Proceeding with our starters, the posta bora (crispy fried poppy seed cake with kasundi) emerged as the winner from among others like the begun bhaja and mochar chop. For non-vegetarians, the rui macher patisapta made with rohu fish is a great start to a wholesome Bengali meal. Dominated by fish, rice and the ubiquitous, tantalising aroma of mustard, Bengali cuisine surprisingly derives influences from diverse cultures such as the Mughal and the British, while the Jewish contribution (in the bakeries) is undeniably prominent. Bengali chef Paresh Datta explained how each ingredient is important to the making of a delicate yet flavourful Bengali cuisine and suggested we try bite-sized portions of everything on the main course list.
Upon being served, I liked the fact that the attendants ensured a fair length of break between the two courses of meals. For the main course we were served traditional Bengali thalis, both vegetarian and non-vegetarian. A delightfully colourful platter full with all the unusual vegetables made for a perfect “shubho noboborsho”. Paired with a freshly made radha ballabi, dishes like shukto, enchorer dalna and koduli puspo ghonto grew dear to my heart (or should I stay stomach!)

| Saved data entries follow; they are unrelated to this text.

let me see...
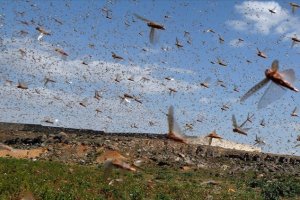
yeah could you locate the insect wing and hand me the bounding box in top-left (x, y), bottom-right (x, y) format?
top-left (134, 13), bottom-right (151, 23)
top-left (271, 60), bottom-right (279, 71)
top-left (257, 81), bottom-right (287, 109)
top-left (240, 78), bottom-right (269, 102)
top-left (293, 107), bottom-right (298, 114)
top-left (149, 27), bottom-right (155, 44)
top-left (240, 118), bottom-right (248, 128)
top-left (280, 69), bottom-right (296, 84)
top-left (168, 106), bottom-right (185, 138)
top-left (232, 115), bottom-right (238, 128)
top-left (173, 120), bottom-right (185, 138)
top-left (149, 27), bottom-right (159, 44)
top-left (168, 106), bottom-right (174, 134)
top-left (292, 6), bottom-right (296, 14)
top-left (37, 32), bottom-right (44, 41)
top-left (241, 127), bottom-right (251, 132)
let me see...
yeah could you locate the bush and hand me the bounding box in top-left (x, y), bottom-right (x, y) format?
top-left (262, 180), bottom-right (300, 200)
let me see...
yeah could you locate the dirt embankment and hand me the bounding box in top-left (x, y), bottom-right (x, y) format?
top-left (0, 122), bottom-right (299, 176)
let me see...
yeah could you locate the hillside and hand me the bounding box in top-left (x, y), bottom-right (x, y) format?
top-left (0, 122), bottom-right (299, 199)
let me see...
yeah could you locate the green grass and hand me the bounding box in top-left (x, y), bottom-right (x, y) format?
top-left (0, 158), bottom-right (299, 200)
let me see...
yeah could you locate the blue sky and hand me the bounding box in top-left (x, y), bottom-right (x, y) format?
top-left (1, 0), bottom-right (300, 155)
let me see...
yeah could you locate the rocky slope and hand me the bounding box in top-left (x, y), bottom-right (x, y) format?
top-left (0, 122), bottom-right (299, 176)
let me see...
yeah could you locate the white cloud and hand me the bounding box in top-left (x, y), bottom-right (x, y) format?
top-left (0, 37), bottom-right (203, 132)
top-left (161, 66), bottom-right (196, 75)
top-left (226, 20), bottom-right (248, 31)
top-left (227, 1), bottom-right (300, 36)
top-left (199, 96), bottom-right (239, 105)
top-left (0, 37), bottom-right (200, 95)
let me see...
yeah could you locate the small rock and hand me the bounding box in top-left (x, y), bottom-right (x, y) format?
top-left (221, 164), bottom-right (229, 171)
top-left (178, 153), bottom-right (185, 158)
top-left (181, 166), bottom-right (191, 171)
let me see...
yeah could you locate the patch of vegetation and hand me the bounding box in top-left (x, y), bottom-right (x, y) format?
top-left (248, 177), bottom-right (300, 200)
top-left (0, 158), bottom-right (298, 200)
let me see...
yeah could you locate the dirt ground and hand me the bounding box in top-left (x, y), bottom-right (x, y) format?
top-left (0, 122), bottom-right (299, 176)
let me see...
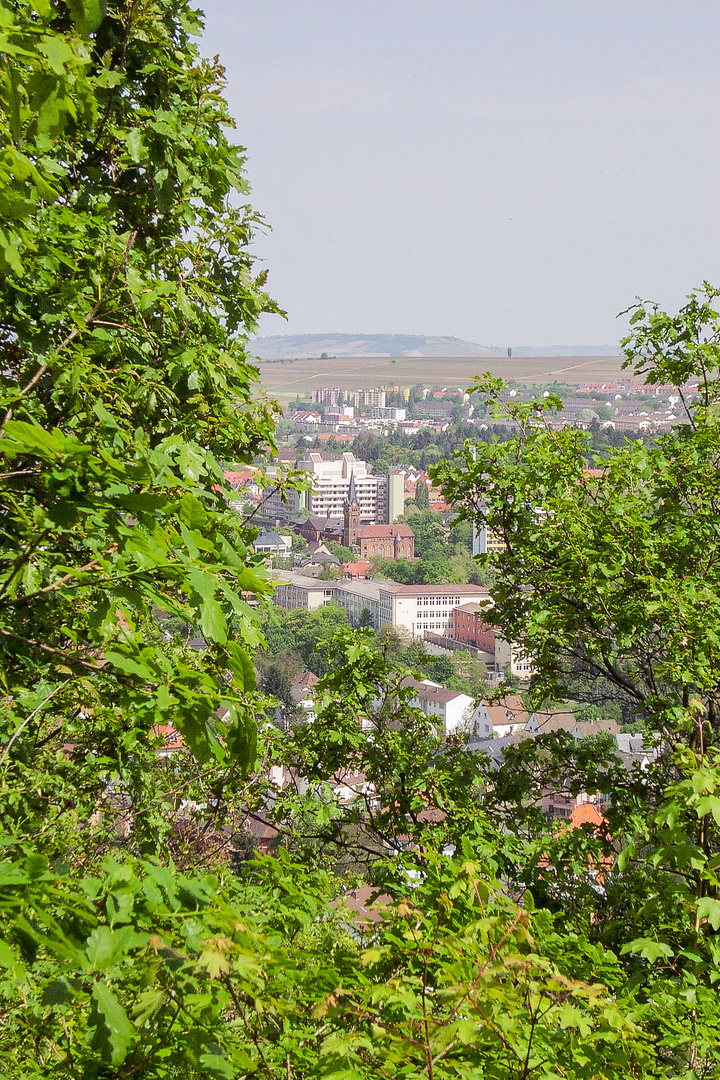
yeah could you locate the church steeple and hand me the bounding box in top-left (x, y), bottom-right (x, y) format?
top-left (343, 471), bottom-right (361, 549)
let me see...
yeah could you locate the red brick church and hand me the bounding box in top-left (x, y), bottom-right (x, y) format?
top-left (358, 523), bottom-right (414, 561)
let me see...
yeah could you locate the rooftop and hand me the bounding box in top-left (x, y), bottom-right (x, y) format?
top-left (455, 599), bottom-right (493, 613)
top-left (359, 524), bottom-right (414, 539)
top-left (404, 677), bottom-right (471, 705)
top-left (384, 583), bottom-right (490, 597)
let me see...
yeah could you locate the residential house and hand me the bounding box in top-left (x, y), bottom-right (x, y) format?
top-left (290, 671), bottom-right (319, 722)
top-left (404, 678), bottom-right (475, 736)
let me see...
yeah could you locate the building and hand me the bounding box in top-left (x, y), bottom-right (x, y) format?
top-left (370, 406), bottom-right (406, 421)
top-left (254, 531), bottom-right (292, 557)
top-left (272, 573), bottom-right (338, 613)
top-left (259, 466), bottom-right (301, 521)
top-left (297, 452), bottom-right (386, 524)
top-left (272, 573), bottom-right (492, 637)
top-left (286, 410), bottom-right (322, 427)
top-left (404, 678), bottom-right (475, 736)
top-left (494, 636), bottom-right (536, 679)
top-left (312, 388), bottom-right (342, 406)
top-left (473, 524), bottom-right (506, 556)
top-left (386, 472), bottom-right (405, 523)
top-left (343, 473), bottom-right (362, 547)
top-left (359, 523), bottom-right (414, 561)
top-left (383, 583), bottom-right (492, 637)
top-left (352, 388), bottom-right (386, 409)
top-left (290, 671), bottom-right (319, 722)
top-left (451, 601), bottom-right (494, 652)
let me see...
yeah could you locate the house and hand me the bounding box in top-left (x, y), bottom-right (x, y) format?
top-left (290, 671), bottom-right (319, 722)
top-left (494, 636), bottom-right (537, 679)
top-left (151, 723), bottom-right (185, 757)
top-left (331, 767), bottom-right (375, 806)
top-left (296, 549), bottom-right (341, 576)
top-left (254, 531), bottom-right (292, 556)
top-left (536, 711), bottom-right (581, 738)
top-left (404, 678), bottom-right (475, 736)
top-left (342, 560), bottom-right (372, 580)
top-left (483, 695), bottom-right (541, 738)
top-left (575, 718), bottom-right (620, 739)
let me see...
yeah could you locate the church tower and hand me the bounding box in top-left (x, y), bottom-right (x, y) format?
top-left (343, 472), bottom-right (361, 549)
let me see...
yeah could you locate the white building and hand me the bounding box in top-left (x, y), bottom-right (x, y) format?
top-left (494, 636), bottom-right (537, 679)
top-left (272, 572), bottom-right (491, 638)
top-left (370, 406), bottom-right (406, 421)
top-left (382, 583), bottom-right (492, 638)
top-left (272, 573), bottom-right (338, 613)
top-left (297, 452), bottom-right (384, 523)
top-left (405, 678), bottom-right (475, 736)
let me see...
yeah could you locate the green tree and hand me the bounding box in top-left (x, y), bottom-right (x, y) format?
top-left (435, 285), bottom-right (720, 1071)
top-left (358, 606), bottom-right (374, 628)
top-left (324, 539), bottom-right (354, 562)
top-left (260, 661), bottom-right (298, 724)
top-left (426, 654), bottom-right (455, 684)
top-left (260, 604), bottom-right (350, 673)
top-left (414, 477), bottom-right (430, 508)
top-left (436, 286), bottom-right (720, 744)
top-left (0, 0), bottom-right (284, 869)
top-left (400, 508), bottom-right (446, 557)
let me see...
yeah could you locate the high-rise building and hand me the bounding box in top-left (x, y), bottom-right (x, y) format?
top-left (386, 473), bottom-right (405, 523)
top-left (297, 452), bottom-right (384, 523)
top-left (311, 387), bottom-right (341, 405)
top-left (351, 388), bottom-right (386, 409)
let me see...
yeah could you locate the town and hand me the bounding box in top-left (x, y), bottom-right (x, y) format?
top-left (4, 2), bottom-right (717, 1075)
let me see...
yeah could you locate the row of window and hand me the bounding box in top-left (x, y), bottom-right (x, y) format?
top-left (416, 596), bottom-right (462, 607)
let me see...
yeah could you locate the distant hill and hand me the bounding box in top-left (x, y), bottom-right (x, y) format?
top-left (252, 333), bottom-right (620, 360)
top-left (252, 334), bottom-right (504, 359)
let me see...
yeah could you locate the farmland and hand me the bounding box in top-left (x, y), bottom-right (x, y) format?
top-left (254, 352), bottom-right (628, 405)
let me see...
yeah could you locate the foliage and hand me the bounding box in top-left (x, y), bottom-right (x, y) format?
top-left (259, 661), bottom-right (298, 724)
top-left (259, 603), bottom-right (350, 674)
top-left (414, 477), bottom-right (429, 508)
top-left (0, 0), bottom-right (283, 865)
top-left (435, 285), bottom-right (720, 742)
top-left (325, 539), bottom-right (355, 563)
top-left (5, 6), bottom-right (720, 1077)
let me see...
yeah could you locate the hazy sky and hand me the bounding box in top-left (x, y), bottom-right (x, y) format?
top-left (200, 1), bottom-right (720, 348)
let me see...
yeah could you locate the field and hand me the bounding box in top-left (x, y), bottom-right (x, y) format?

The non-vegetarian thali boasted some best-in-class bhapa ilish — a dish where the hilsa fish is fried in yoghurt mustard sauce, the bhekti paturi — steamed bhetki fish wrapped in a banana leaf and cooked with coconut and mustard and chingri malai curry and posto murgi, accompanied by kaju kishmish pulao. Trying not to be biased for the hilsa, but the bhapa ilish deserves to be celebrated.
Like all endings, ours was also a happy, sweet note – with sandesh and chana payesh!
Thalis cost Rs. 1795 and 1995 (excluding taxes), for vegetarian and non-vegetarian, respectively.